Academic support spaces, an expanded locker room, “media innovation spaces” including recording and photo studios, enhanced weight training facilities, a two level all-team auditorium and an augmented reality walkthrough room are also planned to be among the building’s amenities.
It is widely believed that one of the reasons Brian Kelly was able to be lured away to LSU in 2021 was because of his belief that ND lacked such a cutting edge football facility.
A group of five former football alumni including class of ’83 linebacker Jack Shields (whose name will be on the facility) were announced as having provided “generous support” for the project.

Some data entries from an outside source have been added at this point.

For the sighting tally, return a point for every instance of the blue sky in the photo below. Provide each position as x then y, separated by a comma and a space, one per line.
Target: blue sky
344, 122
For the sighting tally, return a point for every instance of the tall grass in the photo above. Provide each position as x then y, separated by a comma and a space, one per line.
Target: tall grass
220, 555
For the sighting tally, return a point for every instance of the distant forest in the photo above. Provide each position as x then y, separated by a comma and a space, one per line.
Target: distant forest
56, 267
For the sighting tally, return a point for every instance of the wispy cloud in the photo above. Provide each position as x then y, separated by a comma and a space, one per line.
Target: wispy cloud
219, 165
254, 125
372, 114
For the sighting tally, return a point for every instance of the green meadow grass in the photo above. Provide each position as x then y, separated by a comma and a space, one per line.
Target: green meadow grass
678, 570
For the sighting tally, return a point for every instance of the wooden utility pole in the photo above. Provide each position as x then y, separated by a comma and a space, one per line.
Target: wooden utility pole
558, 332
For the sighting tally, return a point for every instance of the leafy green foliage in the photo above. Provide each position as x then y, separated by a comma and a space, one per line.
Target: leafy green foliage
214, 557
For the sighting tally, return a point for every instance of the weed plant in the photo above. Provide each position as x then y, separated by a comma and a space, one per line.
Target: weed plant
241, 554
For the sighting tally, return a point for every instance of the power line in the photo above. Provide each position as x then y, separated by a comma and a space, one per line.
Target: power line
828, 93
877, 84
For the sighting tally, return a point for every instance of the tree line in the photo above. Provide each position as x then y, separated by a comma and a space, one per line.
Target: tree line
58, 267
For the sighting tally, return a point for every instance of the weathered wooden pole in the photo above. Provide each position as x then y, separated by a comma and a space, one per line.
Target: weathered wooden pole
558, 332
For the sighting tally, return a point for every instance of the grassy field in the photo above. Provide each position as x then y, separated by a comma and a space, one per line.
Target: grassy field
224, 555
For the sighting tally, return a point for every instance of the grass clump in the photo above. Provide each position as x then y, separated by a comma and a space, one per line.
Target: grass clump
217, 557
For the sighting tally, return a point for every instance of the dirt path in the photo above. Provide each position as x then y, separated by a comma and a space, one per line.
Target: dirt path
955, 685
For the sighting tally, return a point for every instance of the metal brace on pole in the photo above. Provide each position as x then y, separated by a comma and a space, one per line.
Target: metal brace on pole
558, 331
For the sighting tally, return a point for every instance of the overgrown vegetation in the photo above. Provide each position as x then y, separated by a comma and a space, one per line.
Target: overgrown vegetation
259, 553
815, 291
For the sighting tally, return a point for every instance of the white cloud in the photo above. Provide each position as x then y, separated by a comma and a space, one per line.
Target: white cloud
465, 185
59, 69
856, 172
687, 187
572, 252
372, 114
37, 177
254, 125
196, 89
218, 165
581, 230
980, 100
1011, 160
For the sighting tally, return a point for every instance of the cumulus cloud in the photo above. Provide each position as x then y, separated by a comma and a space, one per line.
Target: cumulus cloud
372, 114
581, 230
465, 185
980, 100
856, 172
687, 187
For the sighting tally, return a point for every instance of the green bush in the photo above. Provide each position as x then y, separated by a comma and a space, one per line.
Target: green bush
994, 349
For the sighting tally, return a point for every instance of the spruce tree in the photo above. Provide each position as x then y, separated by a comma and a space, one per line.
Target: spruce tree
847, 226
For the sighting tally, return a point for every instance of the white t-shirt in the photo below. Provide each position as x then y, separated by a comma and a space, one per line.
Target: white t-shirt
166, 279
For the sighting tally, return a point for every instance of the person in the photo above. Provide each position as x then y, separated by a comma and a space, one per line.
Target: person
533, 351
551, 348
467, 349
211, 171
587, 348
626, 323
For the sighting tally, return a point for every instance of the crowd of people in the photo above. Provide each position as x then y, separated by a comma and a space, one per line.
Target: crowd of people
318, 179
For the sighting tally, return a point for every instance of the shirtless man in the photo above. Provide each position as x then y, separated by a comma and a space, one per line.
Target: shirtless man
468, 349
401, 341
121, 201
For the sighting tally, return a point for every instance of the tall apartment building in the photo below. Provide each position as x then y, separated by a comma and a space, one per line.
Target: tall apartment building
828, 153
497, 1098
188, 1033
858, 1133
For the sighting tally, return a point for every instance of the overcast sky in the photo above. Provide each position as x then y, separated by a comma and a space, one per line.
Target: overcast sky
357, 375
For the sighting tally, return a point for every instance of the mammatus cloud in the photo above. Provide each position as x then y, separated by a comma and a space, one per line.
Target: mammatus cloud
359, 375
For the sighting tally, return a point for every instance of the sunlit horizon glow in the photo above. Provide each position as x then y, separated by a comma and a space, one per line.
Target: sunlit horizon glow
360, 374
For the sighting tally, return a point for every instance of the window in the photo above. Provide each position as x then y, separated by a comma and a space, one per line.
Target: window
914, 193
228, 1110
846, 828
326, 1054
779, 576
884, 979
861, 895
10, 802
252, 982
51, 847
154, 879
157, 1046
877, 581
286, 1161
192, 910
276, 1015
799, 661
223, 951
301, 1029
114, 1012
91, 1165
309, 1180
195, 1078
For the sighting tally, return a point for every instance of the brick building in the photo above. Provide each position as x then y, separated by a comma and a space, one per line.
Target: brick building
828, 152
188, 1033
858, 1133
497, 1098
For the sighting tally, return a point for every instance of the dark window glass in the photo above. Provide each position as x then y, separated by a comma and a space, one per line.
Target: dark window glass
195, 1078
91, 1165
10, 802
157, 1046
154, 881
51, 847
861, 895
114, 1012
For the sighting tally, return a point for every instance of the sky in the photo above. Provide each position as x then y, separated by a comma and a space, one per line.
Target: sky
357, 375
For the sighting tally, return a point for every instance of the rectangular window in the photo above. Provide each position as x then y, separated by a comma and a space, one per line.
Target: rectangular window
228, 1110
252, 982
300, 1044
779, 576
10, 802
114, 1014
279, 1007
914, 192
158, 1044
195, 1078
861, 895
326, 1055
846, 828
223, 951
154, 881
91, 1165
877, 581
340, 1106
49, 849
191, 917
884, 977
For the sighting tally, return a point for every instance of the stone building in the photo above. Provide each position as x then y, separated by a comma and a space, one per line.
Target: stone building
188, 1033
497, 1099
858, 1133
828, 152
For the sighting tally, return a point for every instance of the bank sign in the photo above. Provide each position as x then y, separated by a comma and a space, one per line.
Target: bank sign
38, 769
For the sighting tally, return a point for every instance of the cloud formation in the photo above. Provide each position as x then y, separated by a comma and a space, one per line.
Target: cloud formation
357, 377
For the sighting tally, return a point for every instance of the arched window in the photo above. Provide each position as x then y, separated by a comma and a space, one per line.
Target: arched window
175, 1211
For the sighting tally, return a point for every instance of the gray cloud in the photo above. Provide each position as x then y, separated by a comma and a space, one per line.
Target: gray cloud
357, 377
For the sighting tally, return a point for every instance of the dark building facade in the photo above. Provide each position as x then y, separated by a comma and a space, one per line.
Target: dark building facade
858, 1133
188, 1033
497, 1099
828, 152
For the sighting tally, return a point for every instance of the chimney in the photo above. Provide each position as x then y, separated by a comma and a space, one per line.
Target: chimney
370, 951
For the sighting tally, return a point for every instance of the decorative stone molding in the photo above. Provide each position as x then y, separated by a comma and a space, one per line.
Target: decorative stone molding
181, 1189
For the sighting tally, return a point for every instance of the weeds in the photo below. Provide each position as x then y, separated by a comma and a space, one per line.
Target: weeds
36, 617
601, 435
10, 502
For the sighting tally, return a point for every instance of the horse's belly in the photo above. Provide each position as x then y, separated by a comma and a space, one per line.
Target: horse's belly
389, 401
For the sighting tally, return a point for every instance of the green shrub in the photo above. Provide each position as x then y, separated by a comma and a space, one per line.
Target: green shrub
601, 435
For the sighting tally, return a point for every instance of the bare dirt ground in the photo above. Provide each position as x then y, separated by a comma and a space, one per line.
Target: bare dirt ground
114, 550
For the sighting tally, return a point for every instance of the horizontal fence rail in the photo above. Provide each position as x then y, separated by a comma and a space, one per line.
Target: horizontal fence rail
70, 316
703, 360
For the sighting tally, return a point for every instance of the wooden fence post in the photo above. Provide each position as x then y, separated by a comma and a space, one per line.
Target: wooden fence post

The other four players named are former safety Pat Eilers, who starred on the 1988 national championship team, Pat Kramer who played defensive end in the late 70’s and early 80’s, Dave Butler a linebacker from 1983-’86 and Tom Carter, a cornerback from 1990-1992 who went on to play 9 years in the NFL. Notre Dame’s press release also cited, “other substantial donors who wish to remain anonymous”.
The present Gug will be renovated and in the future, utilized as a resource for all of Notre Dame’s athletic programs.
The new facility itself will be built just to the east of “the Gug” on land currently occupied by the campus tennis complex. Construction is scheduled to begin after the spring semester is complete. The complex should be ready for occupancy in the fall of 2026.
Besides retired athletic director Jack Swarbrick, new athletic director Peter Bevaqua and head football coach Marcus Freeman among those addressing the crowd at the groundbreaking ceremony, was current ND All-American cornerback, Ben Morrison.
Morrison spoke of his own recruitment and the impression the then new Irish Athletics Center (IAC) had had on him.
“Facilities do matter”, Morrison told the crowd.